Guest Essays, Letters to the Editor, Opinion

Morrisey misinterprets state code on review board

by Robert F. Cohen Jr.        

Last week Attorney General Patrick Morrisey sent a letter to Morgantown City Attorney Ryan Simonton expressing that the ordinance creating a Civilian Police Review and Advisory Board drafted by a Special Committee of City Council is illegal under West Virginia law.

I was a lawyer in West Virginia for 34 years and then served as a Commissioner on the Federal Mine Safety and Health Review Commission for 10 years, working largely on issues of statutory interpretation. After reviewing Morrisey’s opinion, I believe that it fails to correctly interpret West Virginia statutes and that its conclusions are legally wrong.

The proposed Morgantown ordinance would establish a board with two broad functions. One function is to review policies and procedures of the police department, gather statistical data from the department and input from the public and make recommendations for changes to police policies or procedures. The other is to receive and investigate citizen complaints concerning the police department, determine if they have merit and make recommendations to the chief of police.

The attorney general’s ultimate opinion — that any municipal police review and advisory board is illegal in West Virginia, whether or not it contains investigatory powers — has no logical foundation.

The basis of his opinion is West Virginia Code §8-14-23, which provides that the intent of the civil service provisions of Article 14 (which create a Police Civil Service Commission in Morgantown and other cities) is to “furnish a complete and exclusive system for the appointment, promotion, reinstatement, removal, discharge, suspension and reduction of all members of all paid police departments …”

Clearly, state statutes relating to municipal Police Civil Service Commissions and the Law Enforcement Officer Bill of Rights (“LEOBOR”) affect the scope of what a municipal police review board can do, but they do not preclude one’s existence.

The statutory language relied on by Morrisey does not apply to the first broad function of the proposed Morgantown board — the review of police department policies and procedures. A statute that relates solely to personnel matters under the civil service system does not preclude city council from creating a board whose function is to work with the police department in reviewing policies and procedures.

The other broad function relates to the investigation of complaints involving the police department. The “complete and exclusive system” language of §8-14-23, by its terms, does not preclude a municipal board from investigating citizen complaints.

The proposed ordinance clearly provides that if the Civilian Police Review and Advisory Board finds misconduct on the part of a police officer, the board has no power other than to make a recommendation to the police chief. It has no power to affect the job status of an officer. Even if the police chief should follow a recommendation to discipline an individual officer for misconduct, the officer will retain the full panoply of rights guaranteed by LEOBOR and the Police Civil Service Commission statutes. The existence of a Civilian Police Review and Advisory Board does not change that.

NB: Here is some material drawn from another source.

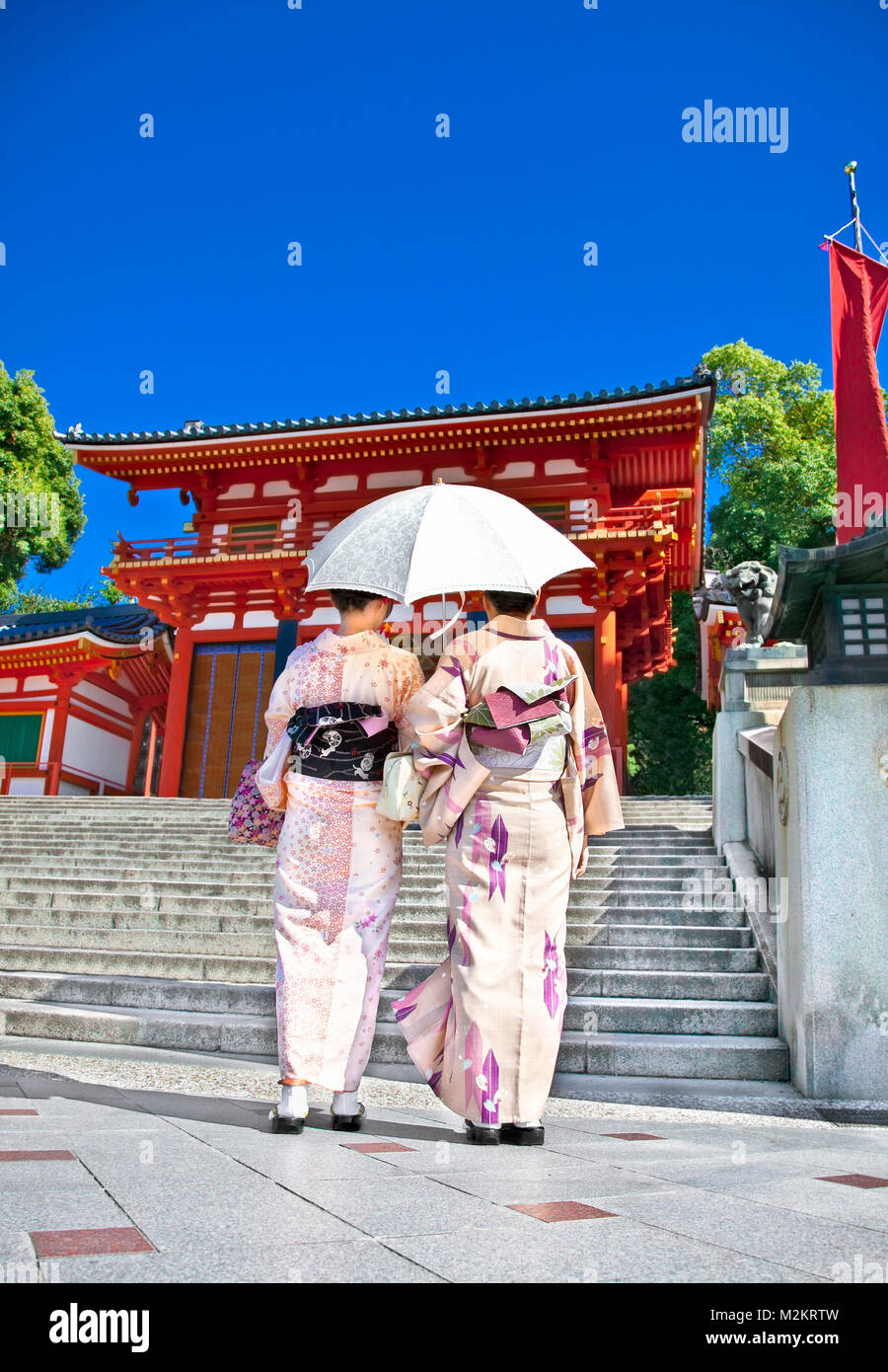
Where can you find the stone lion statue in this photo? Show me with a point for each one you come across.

In the letter he sent to the attorney general along with the text of the proposed ordinance, Simonton identified municipalities in 10 other states that have created boards with power to investigate and/or review police conduct in states that have LEOBORs.

He identified two judicial decisions in those states that have upheld the existence of such boards when challenged by the local Fraternal Order of Police.

However, Morrisey asserts that West Virginia’s LEOBOR is “completely unique” because of the “complete and exclusive system” language of §8-14-23. He is wrong. Comparable language exists in the LEOBOR statutes of other states with municipal police review boards, such as Florida.

Space does not permit me to describe other ways in which the attorney general’s opinion relies upon questionable assertions and problematic reasoning. Council should not accept it as gospel. Rather, council has the authority under state law to enact the proposed ordinance creating a Civilian Police Review and Advisory Board for Morgantown.

Robert F. Cohen Jr. was a lawyer in West Virginia for 34 years. He’s also a member of the Morgantown-Kingwood chapter of the NAACP and participated in the city council’s special committee, which drafted the ordinance.